Our Ultamate Rewards Program has been in that space of making more of an emotional connection. In August, when we started to get the majority of our stores back open, for the first time ever, we did what we call a “We love our members month.” It was a full month of lots of membership activity with points, offers and content, and we wanted to do more of that this year. We are always so focused on our guests, and where they are in their mindset and in their lives. We realize that so many of them are in really tough situations. Although they love beauty and they love us, they’re not spending the way that they were in the past. So it was our intent to really think about what we could do to be a bit of light and to help people. We decided before 2020 that, no matter what customers spent in 2020, that was going to be honored and carried over in 2021. As an organization, it was something we felt really good doing for our guests.
Are you thinking about tying loyalty to in-store marketing tactics like sampling or testers?
Trying beauty is experiential. Our brand partners are very focused on what trial and sampling look like moving forward, but I think the short answer is that there is going to be more adoption of our [virtual app] Glam Lab, so we need to understand how to incorporate more storytelling and content opportunities there.
What we’re watching
Support for Black Lives Matter may have surged following George Floyd’s killing in May, but public support has waned since late summer. Despite many companies in beauty and wellness making lofty proclamations around corporate structure, few have made actual change.

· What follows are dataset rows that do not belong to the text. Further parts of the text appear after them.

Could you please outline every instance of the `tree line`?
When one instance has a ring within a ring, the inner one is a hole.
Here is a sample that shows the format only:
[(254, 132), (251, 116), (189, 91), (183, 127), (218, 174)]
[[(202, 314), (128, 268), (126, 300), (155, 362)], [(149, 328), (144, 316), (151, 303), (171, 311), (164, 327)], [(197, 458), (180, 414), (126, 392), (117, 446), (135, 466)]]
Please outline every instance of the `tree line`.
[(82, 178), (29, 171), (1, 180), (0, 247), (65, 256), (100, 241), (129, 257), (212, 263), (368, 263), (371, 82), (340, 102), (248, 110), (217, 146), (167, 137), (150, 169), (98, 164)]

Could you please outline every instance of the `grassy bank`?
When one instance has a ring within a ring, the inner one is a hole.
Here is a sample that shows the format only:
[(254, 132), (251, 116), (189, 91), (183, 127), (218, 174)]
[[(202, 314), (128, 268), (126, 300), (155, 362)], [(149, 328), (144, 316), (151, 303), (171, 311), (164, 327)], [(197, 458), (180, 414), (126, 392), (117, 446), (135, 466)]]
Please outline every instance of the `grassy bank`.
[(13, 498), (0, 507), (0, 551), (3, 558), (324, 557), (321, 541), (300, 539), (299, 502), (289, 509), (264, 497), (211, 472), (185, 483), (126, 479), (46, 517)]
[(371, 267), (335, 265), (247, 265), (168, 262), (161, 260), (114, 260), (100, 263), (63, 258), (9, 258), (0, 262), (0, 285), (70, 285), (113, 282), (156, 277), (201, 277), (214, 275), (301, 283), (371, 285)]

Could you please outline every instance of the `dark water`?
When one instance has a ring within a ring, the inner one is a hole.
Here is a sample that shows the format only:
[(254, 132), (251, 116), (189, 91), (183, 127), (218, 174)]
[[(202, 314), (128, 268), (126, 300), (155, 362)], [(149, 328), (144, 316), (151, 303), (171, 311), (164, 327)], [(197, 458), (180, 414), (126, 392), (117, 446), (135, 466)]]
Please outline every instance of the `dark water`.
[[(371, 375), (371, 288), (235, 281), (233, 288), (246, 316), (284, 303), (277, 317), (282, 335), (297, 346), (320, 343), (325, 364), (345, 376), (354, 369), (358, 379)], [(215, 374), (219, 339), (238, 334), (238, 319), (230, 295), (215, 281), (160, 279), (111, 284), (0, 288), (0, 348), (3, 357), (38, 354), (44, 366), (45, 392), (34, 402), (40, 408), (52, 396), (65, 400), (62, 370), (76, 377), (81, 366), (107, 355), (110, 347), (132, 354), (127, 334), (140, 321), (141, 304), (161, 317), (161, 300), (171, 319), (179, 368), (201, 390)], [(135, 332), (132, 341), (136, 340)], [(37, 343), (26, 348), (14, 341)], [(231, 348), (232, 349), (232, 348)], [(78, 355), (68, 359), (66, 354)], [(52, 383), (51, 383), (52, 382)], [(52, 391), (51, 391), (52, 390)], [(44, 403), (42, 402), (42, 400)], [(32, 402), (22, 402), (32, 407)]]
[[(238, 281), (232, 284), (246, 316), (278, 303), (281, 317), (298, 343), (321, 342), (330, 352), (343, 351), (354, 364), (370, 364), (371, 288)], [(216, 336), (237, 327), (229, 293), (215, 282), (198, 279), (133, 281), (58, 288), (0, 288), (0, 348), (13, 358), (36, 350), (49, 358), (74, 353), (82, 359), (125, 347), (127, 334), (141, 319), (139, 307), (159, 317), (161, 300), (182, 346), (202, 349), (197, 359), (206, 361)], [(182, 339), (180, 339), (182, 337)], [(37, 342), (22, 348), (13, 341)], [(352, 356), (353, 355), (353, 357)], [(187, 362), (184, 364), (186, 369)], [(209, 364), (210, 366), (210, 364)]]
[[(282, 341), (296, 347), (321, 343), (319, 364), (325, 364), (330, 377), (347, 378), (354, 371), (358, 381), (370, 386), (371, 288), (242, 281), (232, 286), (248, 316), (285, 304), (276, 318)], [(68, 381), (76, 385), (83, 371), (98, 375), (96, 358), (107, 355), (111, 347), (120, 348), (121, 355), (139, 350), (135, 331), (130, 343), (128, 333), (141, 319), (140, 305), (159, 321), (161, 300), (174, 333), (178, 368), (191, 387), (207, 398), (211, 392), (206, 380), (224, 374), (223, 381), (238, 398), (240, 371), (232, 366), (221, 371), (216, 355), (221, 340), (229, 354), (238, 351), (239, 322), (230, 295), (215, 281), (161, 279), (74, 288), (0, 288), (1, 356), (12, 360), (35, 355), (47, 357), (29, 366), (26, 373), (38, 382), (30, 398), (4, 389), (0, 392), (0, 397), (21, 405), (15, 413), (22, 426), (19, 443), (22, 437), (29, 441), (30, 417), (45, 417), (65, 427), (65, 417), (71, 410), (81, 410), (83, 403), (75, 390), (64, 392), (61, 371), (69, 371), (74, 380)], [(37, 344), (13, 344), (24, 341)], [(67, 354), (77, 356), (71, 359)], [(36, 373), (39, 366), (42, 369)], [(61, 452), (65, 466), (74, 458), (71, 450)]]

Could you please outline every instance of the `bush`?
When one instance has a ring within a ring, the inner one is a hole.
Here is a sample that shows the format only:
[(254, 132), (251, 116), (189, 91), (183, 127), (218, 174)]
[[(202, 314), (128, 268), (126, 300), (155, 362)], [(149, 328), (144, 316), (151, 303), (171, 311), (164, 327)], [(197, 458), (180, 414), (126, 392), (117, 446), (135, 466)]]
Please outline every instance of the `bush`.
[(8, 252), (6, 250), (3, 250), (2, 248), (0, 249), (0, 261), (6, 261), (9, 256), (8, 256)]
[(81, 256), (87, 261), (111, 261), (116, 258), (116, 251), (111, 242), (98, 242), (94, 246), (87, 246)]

However, on the eve of Martin Luther King Jr. Day, some brands came out with new initiatives: Sephora released its Racial Bias in Retail study, and plans to unveil new feedback mechanisms for customers leaving the store and an in-store dashboard that will help the company capture analytics on client service. It also plans to double its assortment of Black-owned brands by the end of 2021; currently, it only stocks eight. Ipsy also made commitments to diverse shoppers by adding more Black-owned beauty brands to its Glam Bags, including Fenty Beauty, Mented, Pat McGrath Labs and Uoma Beauty. In addition, it’s creating a $1 million fund for Black-owned brands to invest in product sourcing.

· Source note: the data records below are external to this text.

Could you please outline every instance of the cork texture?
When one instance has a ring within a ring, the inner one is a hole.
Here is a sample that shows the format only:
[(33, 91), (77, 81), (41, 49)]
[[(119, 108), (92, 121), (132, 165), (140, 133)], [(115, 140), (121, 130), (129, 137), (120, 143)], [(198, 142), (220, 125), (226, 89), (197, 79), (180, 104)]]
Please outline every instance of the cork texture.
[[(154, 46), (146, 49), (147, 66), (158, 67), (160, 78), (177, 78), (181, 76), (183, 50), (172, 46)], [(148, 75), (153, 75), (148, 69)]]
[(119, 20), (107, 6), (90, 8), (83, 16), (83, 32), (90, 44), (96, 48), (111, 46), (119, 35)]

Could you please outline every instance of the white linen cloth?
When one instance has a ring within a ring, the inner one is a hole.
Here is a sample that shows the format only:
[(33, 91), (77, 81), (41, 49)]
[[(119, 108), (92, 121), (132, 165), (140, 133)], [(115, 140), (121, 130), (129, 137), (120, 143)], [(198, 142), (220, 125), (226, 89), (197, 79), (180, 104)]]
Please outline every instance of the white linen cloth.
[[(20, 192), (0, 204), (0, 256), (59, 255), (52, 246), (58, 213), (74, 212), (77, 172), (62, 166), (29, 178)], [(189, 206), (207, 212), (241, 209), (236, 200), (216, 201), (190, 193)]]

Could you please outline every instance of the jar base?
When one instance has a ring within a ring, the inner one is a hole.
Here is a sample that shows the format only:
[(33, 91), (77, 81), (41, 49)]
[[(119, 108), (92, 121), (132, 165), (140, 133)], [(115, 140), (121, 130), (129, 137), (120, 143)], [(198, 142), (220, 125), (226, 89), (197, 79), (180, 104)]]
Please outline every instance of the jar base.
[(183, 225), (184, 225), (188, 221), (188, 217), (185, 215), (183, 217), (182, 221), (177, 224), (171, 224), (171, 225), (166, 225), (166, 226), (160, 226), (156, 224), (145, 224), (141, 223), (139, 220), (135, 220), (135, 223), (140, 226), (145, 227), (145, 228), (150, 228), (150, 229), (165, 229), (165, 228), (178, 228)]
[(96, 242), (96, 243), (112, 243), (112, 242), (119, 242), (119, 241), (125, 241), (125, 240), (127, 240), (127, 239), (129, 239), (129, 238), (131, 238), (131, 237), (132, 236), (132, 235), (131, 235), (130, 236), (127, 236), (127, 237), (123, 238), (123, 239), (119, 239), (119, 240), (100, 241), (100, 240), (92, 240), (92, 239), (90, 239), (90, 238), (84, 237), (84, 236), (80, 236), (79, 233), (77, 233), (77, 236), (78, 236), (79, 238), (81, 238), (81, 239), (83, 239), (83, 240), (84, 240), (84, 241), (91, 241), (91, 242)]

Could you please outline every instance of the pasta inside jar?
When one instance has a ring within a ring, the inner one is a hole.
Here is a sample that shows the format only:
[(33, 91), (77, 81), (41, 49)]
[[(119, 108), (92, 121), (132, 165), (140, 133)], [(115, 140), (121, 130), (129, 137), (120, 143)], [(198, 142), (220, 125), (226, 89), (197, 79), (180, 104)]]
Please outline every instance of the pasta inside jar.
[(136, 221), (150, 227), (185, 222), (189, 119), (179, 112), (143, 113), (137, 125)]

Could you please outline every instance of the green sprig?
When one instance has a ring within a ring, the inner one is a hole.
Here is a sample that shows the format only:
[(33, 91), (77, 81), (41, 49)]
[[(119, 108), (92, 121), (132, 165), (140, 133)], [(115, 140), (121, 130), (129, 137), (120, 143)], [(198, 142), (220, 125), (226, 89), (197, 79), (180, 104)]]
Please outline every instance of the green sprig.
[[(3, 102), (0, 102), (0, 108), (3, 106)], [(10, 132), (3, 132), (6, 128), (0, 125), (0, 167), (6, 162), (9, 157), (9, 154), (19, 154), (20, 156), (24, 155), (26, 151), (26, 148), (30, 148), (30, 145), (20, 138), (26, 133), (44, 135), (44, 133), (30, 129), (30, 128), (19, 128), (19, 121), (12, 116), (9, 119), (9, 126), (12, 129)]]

“I can’t criticize or be mad at anyone for voicing support for this cause, no matter how ‘convenient” the time may seem. This happens every year leading up to Black History Month – we see this push — when the conversation is most topical,” said Uoma Beauty and Pull Up for Change founder Sharon Chuter.
Since launching Pull Up for Change on June 3, Chuter has been focused on making sure accountability happens across industries. The organization will be launching a new social campaign in February.
“I don’t care what the motivation is, I care about the action. I want to see the steps you are taking, how you are continuing the work. We shouldn’t shame those who are speaking out, regardless of the timing, when so many brands, especially in the fashion industry, remain silent,” she said. “They sign pledges that have little meaning, instead of doing the work to make meaningful change. I welcome anyone who’s making any change and releasing any reports, because it takes some vulnerability — and that’s important.”